With a bit less than 30 minutes to spare after the inaugural ceremony was over, I decided to go airside to see the Pokemon-themed decorations in the terminal. The one that stood out the most was an Alolan Exeggutor “balloon” in the terminal’s atrium that the pilot mentioned in his announcement.
There was also an Alolan Exeggutor photo stand-in right across from the “balloon.”
Back airside, I got a few photos of Nassy Jet through the terminal’s windows. By this time, the Exeggutor that was participating in the inaugural ceremony was walking outside on the apron, posing for photos.
Then, I boarded Nassy Jet’s second flight and its official inaugural, flight 6J67 to Naha in Okinawa. During boarding, Solaseed Air staff was once again handing out gift bags. Onboard, I was welcomed by the same crew that operated the flight from Tokyo to Miyazaki and then continued on to Kobe from Naha.
We were pushed back at 9:14AM – one minute ahead of schedule. As we taxied out of the apron, we were sent off by the Exeggutor as well as quite a few people both on the apron (media, staff, etc.) and on the airport’s observation deck.
Not long after that, we reached runway 27 end and took off bound for Naha at 9:23AM. While climbing out, we were offered great views of Miyazaki.
While this was the official inauguration of the aircraft, the flight was relatively uneventful compared to the actual first flight. Seatbelt signs were switched off about ten minutes after take-off at which point drinks were served.
About half an hour into the flight, the captain made an announcement that we were expecting an on-time arrival at Naha airport where it was 18 degrees Celsius and cloudy.
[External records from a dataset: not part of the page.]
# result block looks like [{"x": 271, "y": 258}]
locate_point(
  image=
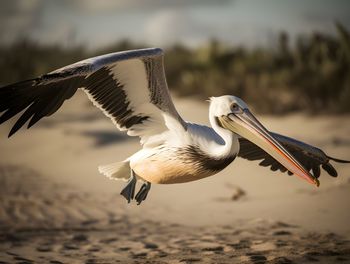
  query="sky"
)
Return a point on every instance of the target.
[{"x": 97, "y": 23}]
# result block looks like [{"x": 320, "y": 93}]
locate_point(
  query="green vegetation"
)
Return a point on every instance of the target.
[{"x": 313, "y": 75}]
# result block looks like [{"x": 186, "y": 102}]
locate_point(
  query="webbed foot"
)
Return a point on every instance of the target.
[
  {"x": 129, "y": 190},
  {"x": 142, "y": 193}
]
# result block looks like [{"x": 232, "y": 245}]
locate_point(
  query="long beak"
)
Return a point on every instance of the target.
[{"x": 247, "y": 126}]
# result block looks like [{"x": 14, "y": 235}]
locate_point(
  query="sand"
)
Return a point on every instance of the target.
[{"x": 56, "y": 208}]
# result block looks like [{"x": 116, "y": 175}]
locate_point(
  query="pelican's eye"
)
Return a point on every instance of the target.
[{"x": 235, "y": 108}]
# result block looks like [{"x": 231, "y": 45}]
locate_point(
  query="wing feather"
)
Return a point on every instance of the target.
[
  {"x": 312, "y": 158},
  {"x": 129, "y": 87}
]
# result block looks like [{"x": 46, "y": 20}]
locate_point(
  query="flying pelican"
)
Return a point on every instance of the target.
[{"x": 130, "y": 88}]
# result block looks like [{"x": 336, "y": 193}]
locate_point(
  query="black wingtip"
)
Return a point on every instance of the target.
[{"x": 338, "y": 160}]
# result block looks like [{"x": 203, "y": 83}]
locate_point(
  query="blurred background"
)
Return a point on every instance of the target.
[
  {"x": 289, "y": 60},
  {"x": 279, "y": 56}
]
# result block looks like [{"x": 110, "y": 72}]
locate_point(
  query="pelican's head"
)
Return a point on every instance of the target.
[{"x": 233, "y": 114}]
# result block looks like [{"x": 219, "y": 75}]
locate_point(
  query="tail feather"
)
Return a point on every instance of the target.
[{"x": 116, "y": 170}]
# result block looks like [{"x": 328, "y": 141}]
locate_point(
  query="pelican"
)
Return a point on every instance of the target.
[{"x": 130, "y": 88}]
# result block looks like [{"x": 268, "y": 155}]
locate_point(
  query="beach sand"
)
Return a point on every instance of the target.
[{"x": 56, "y": 208}]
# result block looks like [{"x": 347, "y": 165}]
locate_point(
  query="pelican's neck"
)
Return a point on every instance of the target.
[{"x": 230, "y": 146}]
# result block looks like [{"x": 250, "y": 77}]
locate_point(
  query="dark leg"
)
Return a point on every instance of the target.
[
  {"x": 142, "y": 194},
  {"x": 129, "y": 190}
]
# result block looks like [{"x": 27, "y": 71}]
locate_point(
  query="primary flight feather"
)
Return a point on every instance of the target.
[{"x": 130, "y": 88}]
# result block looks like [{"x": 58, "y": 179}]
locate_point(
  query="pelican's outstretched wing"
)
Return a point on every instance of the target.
[
  {"x": 129, "y": 87},
  {"x": 311, "y": 157}
]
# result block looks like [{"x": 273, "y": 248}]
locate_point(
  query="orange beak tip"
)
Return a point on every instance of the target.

Considering that the flight was quite uneventful, I used the time to get some of the photos shown in the first half of this article as well as to go through the gift bags.
Both the one I received as part of the flight to Miyazaki and the one I received before the flight to Naha included a boarding certificate, a document folder with the same design as the postcard shown earlier on one side and a Nassy Jet logo on the other, a sticker with the same logo, and a Miyazaki tourist map. The official inaugural flight’s gift bag also included a pack of “gobochi” (burdock chips).
It’s also worth noting that the boarding certificate was a special “holo” version exclusive to Nassy Jet’s first day in operation. From the next day onward, they were replaced by regular non-holo certificates.
Seatbelt signs were switched back on at 10:26AM and at 10:47AM, we landed on Naha airport’s runway 36L. We reached our parking spot at 10:53AM – two minutes ahead of schedule.
After landing and after parking at the arrival gate, the standard announcements were made supplemented by announcements related to the special livery.
Once most of the passengers got off, I (as well as a couple of other aviation enthusiasts) spent some time taking photos of the cabin and the crew.
Then, I got off and stepped into the terminal. Not for too long, though, as I decided to reschedule my flight to an earlier one and head straight back to Tokyo after just an hour instead of two hours in Naha.
Being both an aviation enthusiast and a Pokemon fan, there are very few aviation-related things that make me happier than seeing new Pokemon-themed aircraft enter into service. While the recent generation of Pokemon Jets will never be able to replace the original ANA ones, they are still a very welcome sight in Japan’s and other countries’ skies.
After having had a chance to fly on the unofficial last flight of ANA’s Pokemon Peace Jet, Air Do’s Rokon Jet last flight, and Skymark Airlines’ Pikachu Jet BC2’s inaugural, I am happy to have been able to be onboard Solaseed Air’s Nassy Jet’s first two flights as well.